第七章 竜飛の影光 捌
「何を────ッ!?」
例え深手を負っても、回復できる由紀がいる限り、致命傷さえ避ければ最悪の事態は回避可能と考えた誓の思考がシィロメルトの意図に気付き──
「由紀! 逃げ──」
「遅い!」
漆黒の魔法陣が遠方にいた由紀の頭上へと浮かび、物理的圧力と化した地獄の雄叫びが、溶岩流にも似た泥炎と共に一緒に地獄へ堕ちよと、下へ下へ向けて一気に雪崩れ込む。
それは術の発動に気付くも回避までは至らなかった由紀を、完全に呑み込む。
「グーグッグッグゥ!!」
最後まで耳に障る嗤い声を上げながら、シィロメルトが焼失する。
「クッ。

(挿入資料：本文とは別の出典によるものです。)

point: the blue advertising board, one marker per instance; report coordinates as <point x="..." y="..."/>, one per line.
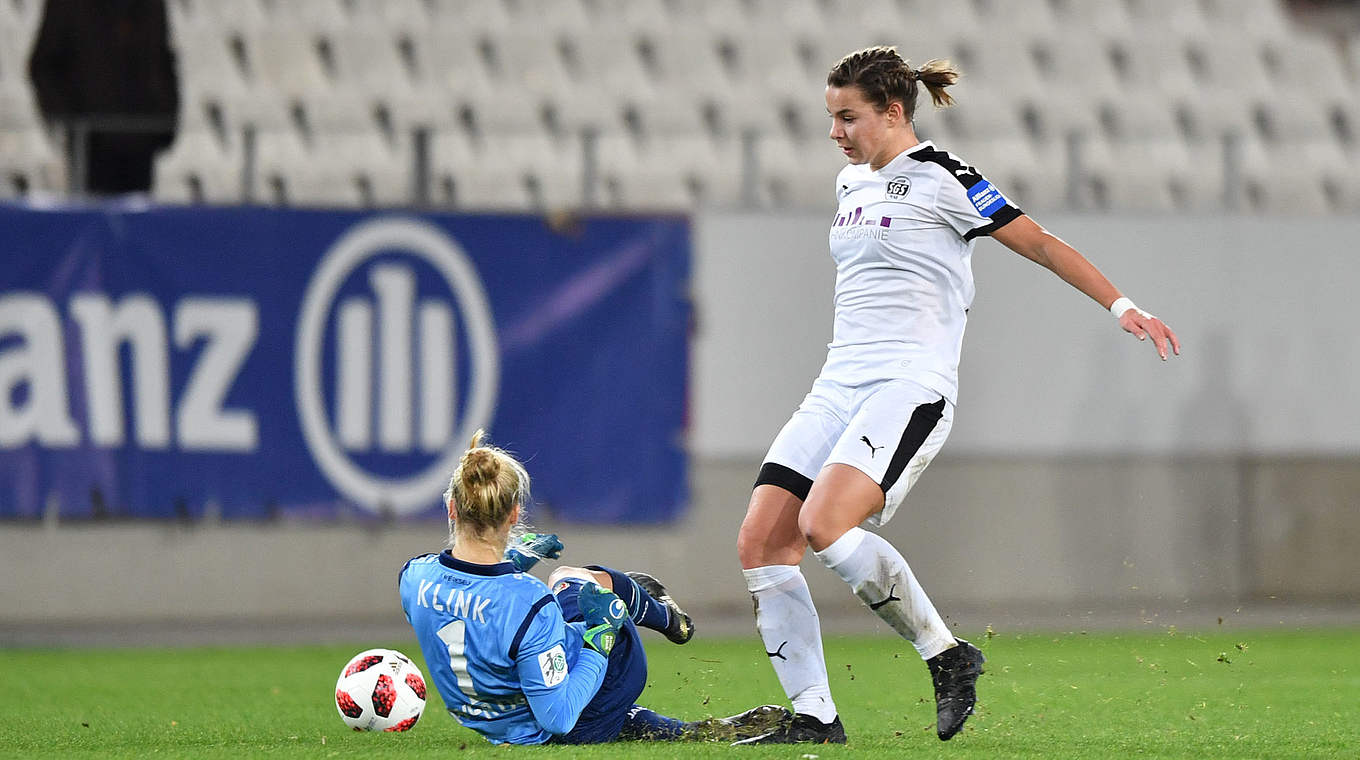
<point x="161" y="362"/>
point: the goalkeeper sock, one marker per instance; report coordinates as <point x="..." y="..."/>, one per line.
<point x="643" y="609"/>
<point x="648" y="725"/>
<point x="877" y="574"/>
<point x="792" y="636"/>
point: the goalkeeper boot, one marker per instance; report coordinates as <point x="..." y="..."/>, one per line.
<point x="803" y="729"/>
<point x="754" y="722"/>
<point x="955" y="675"/>
<point x="680" y="627"/>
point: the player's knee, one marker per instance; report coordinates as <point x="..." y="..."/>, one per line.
<point x="756" y="548"/>
<point x="818" y="530"/>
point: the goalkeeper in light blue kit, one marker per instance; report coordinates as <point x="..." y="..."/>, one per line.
<point x="522" y="665"/>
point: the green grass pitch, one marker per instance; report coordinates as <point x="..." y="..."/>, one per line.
<point x="1045" y="695"/>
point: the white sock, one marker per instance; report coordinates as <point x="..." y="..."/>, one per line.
<point x="792" y="636"/>
<point x="877" y="574"/>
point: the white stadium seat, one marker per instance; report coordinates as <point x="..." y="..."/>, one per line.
<point x="1140" y="84"/>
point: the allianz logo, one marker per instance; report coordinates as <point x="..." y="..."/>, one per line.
<point x="395" y="382"/>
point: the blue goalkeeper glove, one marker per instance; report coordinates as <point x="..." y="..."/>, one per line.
<point x="604" y="613"/>
<point x="529" y="548"/>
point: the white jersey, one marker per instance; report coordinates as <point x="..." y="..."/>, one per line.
<point x="902" y="241"/>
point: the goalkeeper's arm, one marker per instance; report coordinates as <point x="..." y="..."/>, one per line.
<point x="558" y="709"/>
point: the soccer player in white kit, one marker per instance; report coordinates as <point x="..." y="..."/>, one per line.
<point x="881" y="408"/>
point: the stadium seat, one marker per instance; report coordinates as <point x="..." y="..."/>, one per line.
<point x="1174" y="19"/>
<point x="1084" y="16"/>
<point x="1253" y="19"/>
<point x="797" y="173"/>
<point x="1141" y="83"/>
<point x="199" y="167"/>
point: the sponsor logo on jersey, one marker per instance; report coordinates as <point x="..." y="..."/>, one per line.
<point x="898" y="188"/>
<point x="986" y="199"/>
<point x="552" y="664"/>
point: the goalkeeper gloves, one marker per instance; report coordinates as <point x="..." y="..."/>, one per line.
<point x="525" y="551"/>
<point x="604" y="613"/>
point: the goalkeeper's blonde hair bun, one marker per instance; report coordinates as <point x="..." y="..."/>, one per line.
<point x="486" y="487"/>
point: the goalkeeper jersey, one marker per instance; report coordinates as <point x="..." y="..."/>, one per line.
<point x="497" y="647"/>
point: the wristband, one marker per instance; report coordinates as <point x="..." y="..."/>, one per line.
<point x="1122" y="305"/>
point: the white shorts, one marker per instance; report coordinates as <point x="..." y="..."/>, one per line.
<point x="888" y="430"/>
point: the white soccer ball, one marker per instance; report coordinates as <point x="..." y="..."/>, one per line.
<point x="380" y="689"/>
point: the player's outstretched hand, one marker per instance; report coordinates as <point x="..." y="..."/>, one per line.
<point x="1140" y="324"/>
<point x="604" y="613"/>
<point x="525" y="551"/>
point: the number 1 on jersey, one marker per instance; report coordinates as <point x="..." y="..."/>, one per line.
<point x="452" y="635"/>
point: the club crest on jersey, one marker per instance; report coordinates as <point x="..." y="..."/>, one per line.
<point x="552" y="665"/>
<point x="898" y="188"/>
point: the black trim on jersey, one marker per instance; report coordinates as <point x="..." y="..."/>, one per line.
<point x="969" y="178"/>
<point x="403" y="571"/>
<point x="785" y="477"/>
<point x="473" y="568"/>
<point x="528" y="619"/>
<point x="918" y="428"/>
<point x="1000" y="219"/>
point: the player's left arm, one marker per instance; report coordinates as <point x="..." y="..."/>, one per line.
<point x="1031" y="241"/>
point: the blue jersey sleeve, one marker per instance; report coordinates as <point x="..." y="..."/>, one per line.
<point x="556" y="688"/>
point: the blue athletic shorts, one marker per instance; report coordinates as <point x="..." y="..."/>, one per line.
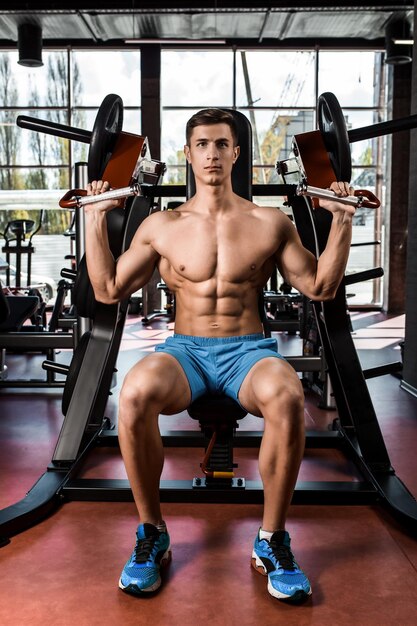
<point x="218" y="364"/>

由紀ぃいいー!!」
命を顧みずに行使された呪いで強化された魔術は外からの介入を拒み、霊質の密度の上がった誓の炎やガ・ジャルグをもってしても入り込めず、術の効力切れを待つのみとなってしまう。
時間にすれば僅か四・五秒程度だったろう。
しかし、その僅か数秒で、その場から何もかもが消失していた。
「そんな──」
誓のブーストで研ぎ澄まされた感覚が、嫌という程に現実を知らせて来る。
「由紀……嘘、だろ」
誓の膝から力が抜ける。
まるで目の前の光景のように、ポッカリと心に穴が開いてしまったかのようだ。
心に、乾いた風が吹き抜ける。
全てを拒絶するかのように、火の妖精や精霊による探知を断ち切った。
(俺は、また失ってしまったのか)
周囲の者たちも、どう反応していいのか分からず、動きが止まっていた。
「……ぁの、すみません」
「!?」
「えぇ?」
気付けば、誓の目の前には白・紅・紫を基調とした衣に身を包んだ天女もかくやという美女が、茎の先が見えない蓮の葉の上で所在なさげに佇んでいた。

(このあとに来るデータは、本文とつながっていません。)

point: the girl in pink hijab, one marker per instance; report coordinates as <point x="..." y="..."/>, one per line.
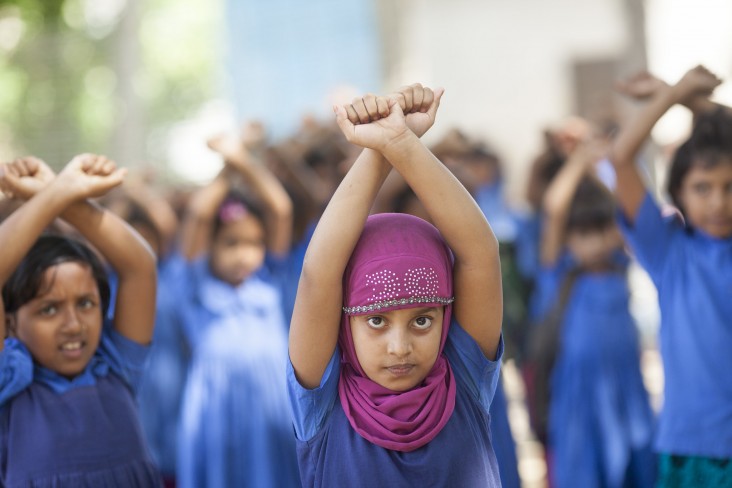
<point x="395" y="341"/>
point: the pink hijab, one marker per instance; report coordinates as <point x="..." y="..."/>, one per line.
<point x="400" y="261"/>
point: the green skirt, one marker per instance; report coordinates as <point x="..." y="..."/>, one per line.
<point x="692" y="472"/>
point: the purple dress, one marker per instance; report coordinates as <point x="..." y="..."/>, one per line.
<point x="332" y="453"/>
<point x="83" y="432"/>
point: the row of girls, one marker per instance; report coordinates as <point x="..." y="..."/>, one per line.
<point x="211" y="391"/>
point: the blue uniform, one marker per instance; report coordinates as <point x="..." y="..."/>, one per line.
<point x="161" y="387"/>
<point x="600" y="419"/>
<point x="56" y="432"/>
<point x="693" y="275"/>
<point x="235" y="427"/>
<point x="331" y="453"/>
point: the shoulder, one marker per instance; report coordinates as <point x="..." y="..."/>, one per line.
<point x="312" y="407"/>
<point x="470" y="367"/>
<point x="16" y="370"/>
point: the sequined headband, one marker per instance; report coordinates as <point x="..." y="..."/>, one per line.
<point x="397" y="302"/>
<point x="232" y="210"/>
<point x="387" y="288"/>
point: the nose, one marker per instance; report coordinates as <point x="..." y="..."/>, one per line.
<point x="400" y="343"/>
<point x="72" y="323"/>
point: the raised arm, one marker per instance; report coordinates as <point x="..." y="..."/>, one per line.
<point x="477" y="274"/>
<point x="126" y="252"/>
<point x="317" y="312"/>
<point x="630" y="185"/>
<point x="559" y="195"/>
<point x="277" y="203"/>
<point x="48" y="198"/>
<point x="200" y="213"/>
<point x="157" y="207"/>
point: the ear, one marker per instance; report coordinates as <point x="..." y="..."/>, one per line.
<point x="11" y="325"/>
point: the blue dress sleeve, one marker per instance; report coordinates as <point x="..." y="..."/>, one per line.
<point x="125" y="357"/>
<point x="470" y="366"/>
<point x="16" y="368"/>
<point x="310" y="408"/>
<point x="650" y="236"/>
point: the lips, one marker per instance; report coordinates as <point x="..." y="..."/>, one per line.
<point x="400" y="369"/>
<point x="72" y="349"/>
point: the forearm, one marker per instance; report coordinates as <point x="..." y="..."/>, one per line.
<point x="199" y="217"/>
<point x="340" y="226"/>
<point x="22" y="228"/>
<point x="132" y="260"/>
<point x="452" y="209"/>
<point x="556" y="205"/>
<point x="274" y="197"/>
<point x="317" y="313"/>
<point x="633" y="135"/>
<point x="630" y="189"/>
<point x="121" y="246"/>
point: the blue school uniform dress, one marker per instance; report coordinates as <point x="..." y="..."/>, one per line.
<point x="331" y="453"/>
<point x="56" y="432"/>
<point x="693" y="275"/>
<point x="600" y="425"/>
<point x="161" y="386"/>
<point x="235" y="426"/>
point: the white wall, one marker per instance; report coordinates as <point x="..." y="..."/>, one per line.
<point x="506" y="65"/>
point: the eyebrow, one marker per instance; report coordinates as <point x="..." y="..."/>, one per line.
<point x="424" y="309"/>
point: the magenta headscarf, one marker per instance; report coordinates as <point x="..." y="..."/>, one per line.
<point x="400" y="261"/>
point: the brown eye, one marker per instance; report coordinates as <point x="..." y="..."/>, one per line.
<point x="702" y="188"/>
<point x="376" y="322"/>
<point x="423" y="323"/>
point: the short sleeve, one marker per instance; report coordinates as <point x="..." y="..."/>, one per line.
<point x="125" y="357"/>
<point x="16" y="370"/>
<point x="310" y="408"/>
<point x="650" y="236"/>
<point x="470" y="366"/>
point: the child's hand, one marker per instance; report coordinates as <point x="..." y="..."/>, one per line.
<point x="697" y="81"/>
<point x="229" y="146"/>
<point x="90" y="176"/>
<point x="641" y="86"/>
<point x="590" y="151"/>
<point x="25" y="177"/>
<point x="419" y="105"/>
<point x="371" y="121"/>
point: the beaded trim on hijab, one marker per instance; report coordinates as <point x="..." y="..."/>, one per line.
<point x="397" y="302"/>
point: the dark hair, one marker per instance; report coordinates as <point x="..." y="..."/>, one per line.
<point x="236" y="198"/>
<point x="592" y="207"/>
<point x="709" y="143"/>
<point x="139" y="218"/>
<point x="50" y="250"/>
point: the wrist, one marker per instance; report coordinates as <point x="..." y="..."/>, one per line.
<point x="400" y="145"/>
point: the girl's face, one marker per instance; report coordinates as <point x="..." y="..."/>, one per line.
<point x="62" y="325"/>
<point x="592" y="249"/>
<point x="397" y="349"/>
<point x="238" y="249"/>
<point x="706" y="194"/>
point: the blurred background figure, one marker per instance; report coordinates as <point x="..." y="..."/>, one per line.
<point x="149" y="82"/>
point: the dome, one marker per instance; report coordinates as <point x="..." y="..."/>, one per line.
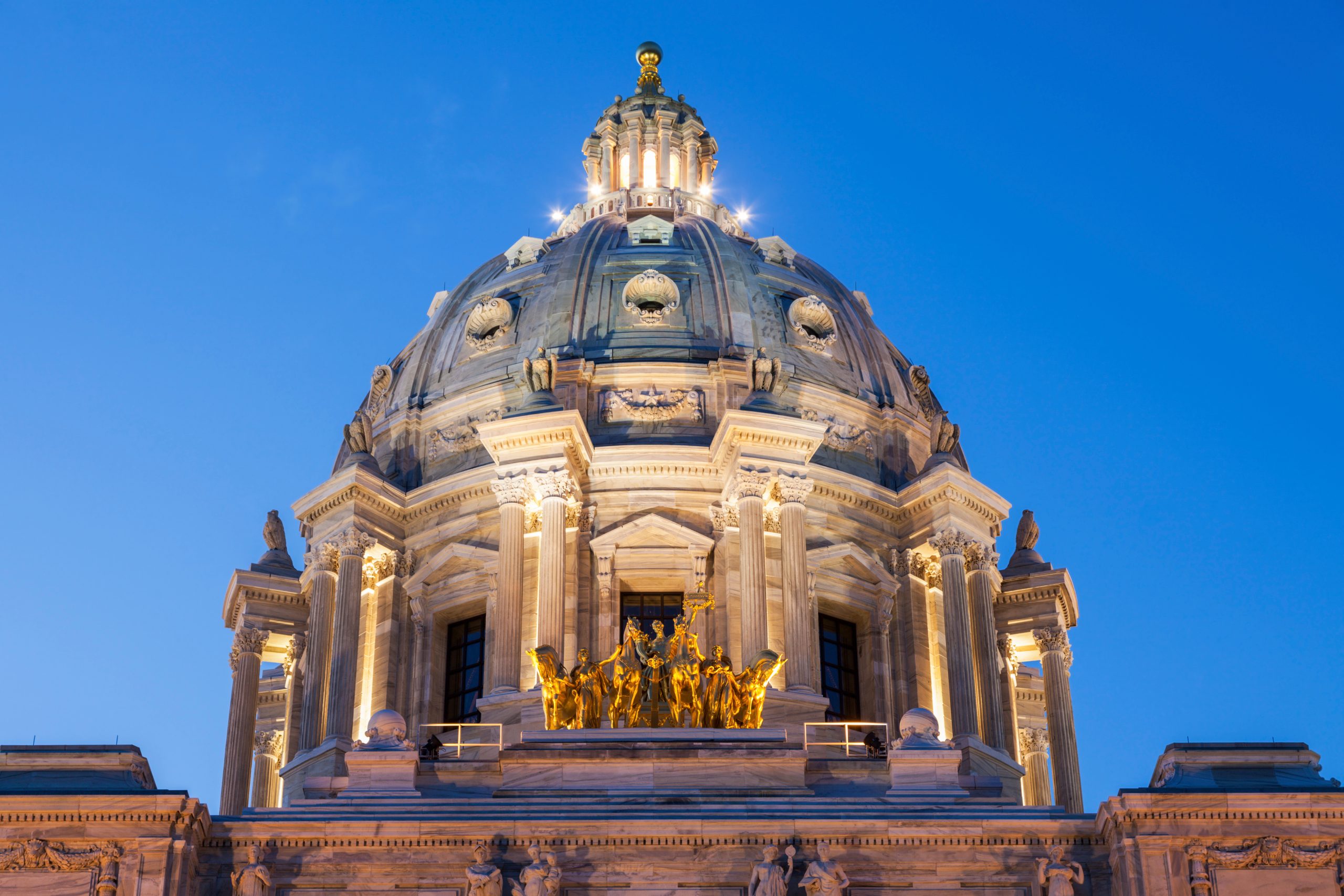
<point x="651" y="300"/>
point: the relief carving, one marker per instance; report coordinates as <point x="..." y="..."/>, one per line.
<point x="652" y="406"/>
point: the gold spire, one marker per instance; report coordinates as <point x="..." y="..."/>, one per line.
<point x="649" y="56"/>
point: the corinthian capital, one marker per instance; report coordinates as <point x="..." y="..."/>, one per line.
<point x="246" y="640"/>
<point x="1052" y="640"/>
<point x="323" y="556"/>
<point x="1010" y="653"/>
<point x="982" y="558"/>
<point x="268" y="743"/>
<point x="795" y="487"/>
<point x="354" y="542"/>
<point x="1033" y="741"/>
<point x="553" y="484"/>
<point x="749" y="484"/>
<point x="951" y="542"/>
<point x="510" y="489"/>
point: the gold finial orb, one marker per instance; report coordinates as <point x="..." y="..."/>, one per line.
<point x="649" y="56"/>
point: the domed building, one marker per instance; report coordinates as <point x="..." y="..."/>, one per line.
<point x="648" y="553"/>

「心配をお掛けしました誓様。皆様。大丈夫です。誓様のお蔭ですね」
「……そうか、泉白鶴」
魔王の命懸けの魔術も、五大魔神の一柱が編んだ至高の一品を前にしては、歯は立っても食い破るには至らなかったらしい。
由紀が妖精術士であることも幸いしたのだろう。
神力が殆ど残ってなかった由紀は、妖力で泉白鶴の各種機能を支え、窮地を突破したに違いない。
由紀の妖力を糧に、泉白鶴が微かに残る傷跡を再生する様子が見られる。
由紀の首から上は勿論、その長い黒髪まで守備範囲とは、実に女性の魔神らしい配慮と言えるだろう。
「誓の衝動買いが役に立った。流石の先見の明。で、数年前の魔王複数討伐で世界予算から十数億入った炎導誓さん、全財産残り幾ら?」
「あーはいはい、どうせもう一千万もありませんよ」
美姫のからかいも、由紀が無事と分かった今となっては凹むようなものではない。
「女に貢いだせいで魔王を少人数で複数倒しておきながら一千万もない貧困術士生活とは、全く夢のない。全世界の一流術士が聞いたら抱腹絶倒で泣く。一応脈ありなだけ、まだマシだけど」
美姫の吐く毒など気にせず、蓮の葉から飛び移ろうとする由紀に手を貸そうとして踏み出した誓だったが、上手く膝に力を入れられずに下へ広がる虚空へと倒れ込む。
「誓様!」
蓮の茎が曲がり、何とか誓を受け止める由紀だったが、こちらも体力はそれ程残っておらず、結局一緒に蓮の葉の中で倒れ込んでしまった。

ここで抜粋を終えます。